Его, как бы пьяного, увели друзья-болгары, спасли от комендантского патруля.

С этим седым и рослым стариком полковник Ватагин разговаривал доверительно. О своем брате Станиславе вызванный ничего интересного не сообщил — помрачнел, отвел глаза в сторону. Ватагин спросил его, знает ли он о нынешнем местопребывании брата, и, получив отрицательный ответ, тотчас перевел беседу на другие темы. Около двух часов продолжалась эта беседа с водкой и закуской. Бывший смоленский помещик объяснял, что означала для него эмиграция: исчезновение из жизни. Но из какой жизни?… Тырново, чужой язык, болгарская гимназия — это была смерть для него. А что-то с годами становилось в этой смерти похоже и на рождение. Рождение каких-то неприметных радостей — оттого, что ты труженик, — как чуть слышная мелодия зародившегося на востоке рассвета. Смерть тунеядца и рождение труженика.
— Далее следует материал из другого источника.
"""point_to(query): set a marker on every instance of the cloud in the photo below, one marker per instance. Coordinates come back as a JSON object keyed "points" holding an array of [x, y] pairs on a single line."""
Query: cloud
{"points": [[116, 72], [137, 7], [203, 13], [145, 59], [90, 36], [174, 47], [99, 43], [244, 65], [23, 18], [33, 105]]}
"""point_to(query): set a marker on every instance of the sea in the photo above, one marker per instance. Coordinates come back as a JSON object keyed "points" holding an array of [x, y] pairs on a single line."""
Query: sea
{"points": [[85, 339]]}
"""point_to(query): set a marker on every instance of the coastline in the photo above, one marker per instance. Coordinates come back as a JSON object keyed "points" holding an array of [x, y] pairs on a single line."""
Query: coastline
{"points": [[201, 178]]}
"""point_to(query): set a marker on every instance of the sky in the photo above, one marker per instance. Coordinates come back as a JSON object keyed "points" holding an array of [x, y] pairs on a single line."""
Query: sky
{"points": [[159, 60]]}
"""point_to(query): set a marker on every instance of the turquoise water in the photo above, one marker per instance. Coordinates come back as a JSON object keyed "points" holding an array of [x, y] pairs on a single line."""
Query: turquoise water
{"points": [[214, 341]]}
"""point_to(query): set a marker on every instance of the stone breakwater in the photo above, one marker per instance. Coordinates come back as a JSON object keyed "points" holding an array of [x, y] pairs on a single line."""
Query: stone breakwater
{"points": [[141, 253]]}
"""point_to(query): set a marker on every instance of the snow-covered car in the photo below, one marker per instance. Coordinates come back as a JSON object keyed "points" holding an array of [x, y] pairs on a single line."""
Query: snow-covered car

Вот как складывалась судьба Константина Шувалова за границей. На это ушли долгие годы. Никогда за всю жизнь, включая и бой под Касторной и панику в Одесском порту, Шувалов так не боролся за себя, как в тырновской гимназии.

— Все это очень не похоже на мое представление об эмигрантах, — произнес Ватагин и осторожно, боясь обидеть старика, спросил: — Частенько вспоминали о родине?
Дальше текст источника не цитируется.